Phil Francis, chair of the Coalition to Protect America's National Parks and former superintendent of the Blue Ridge Parkway, said that, based on what he knows of his background, Keable doesn't have the experience to manage a park as complex as the Grand Canyon.
"It takes a lot of skill to lead a park like that," Francis said, "and still takes experience."
Or as one current park ranger, who wished to remain anonymous for fear of reprisal, put it: "It does not make much sense to me to appoint someone who cannot hit the ground running."
Keable does come to the job after a long tenure at the Park Service's parent agency. A graduate of Vermont Law School, Keable has been a lawyer in the Interior's solicitor office for 23 years, recently working closely with Interior Secretary David Bernhardt to oversee public-records request and employee ethics.
That experience, said Sen. Martha McSally (R-Ariz.) in a statement, gives Keable "a breadth of experience and leadership know-how" to help address the park's ongoing workplace harassment issues.
In a statement, Keable said he was honored by the appointment. "I have long thought the Grand Canyon is the most beautiful place on earth," he said.
The park service didn't immediately respond to a request for comment.
Along with Yellowstone and Yosemite, the sprawling 1.2 million-acre park, which receives nearly 6 million annual visitors, is among the most complicated Park Service site to manage. Most managers of the major parks such as the Grand Canyon work their way up the ranks by first running smaller Park Service sites. Arnberger, for example, ran four other parks before taking the reins of Grand Canyon.
"That developmental experience was essential for increasing my chances of success," Arnberger said.
Besides its size, Grand Canyon has struggled with a revolving door of top leaders and a longstanding culture of workplace harassment.
In 2016, the department's internal watchdog outlined how male employees preyed on female colleagues during long trips down the Colorado River amid a wider scandal of workplace harassment across the parks.
The superintendent brought in to purge the park of its culture of sexual harassment, Christine Lehnertz, spent three months in bureaucratic limbo after facing accusations of mismanaging money and creating a hostile work environment. In the end, the Office of Inspector General completely cleared her of any wrongdoing.

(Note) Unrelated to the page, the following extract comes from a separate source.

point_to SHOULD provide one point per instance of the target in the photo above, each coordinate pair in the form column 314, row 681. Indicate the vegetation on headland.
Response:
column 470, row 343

Keable's appointment comes as the administration considers greenlighting development long opposed by conservationists --- including opening areas near the canyon to new uranium mining and allowing the town of Tusayan to build homes and hotels near the park.
Bernhardt's former lobbying firm, Brownstein Hyatt Farber Schreck, once worked on behalf of Tusayan to press the Interior Department and other agencies to allow the construction.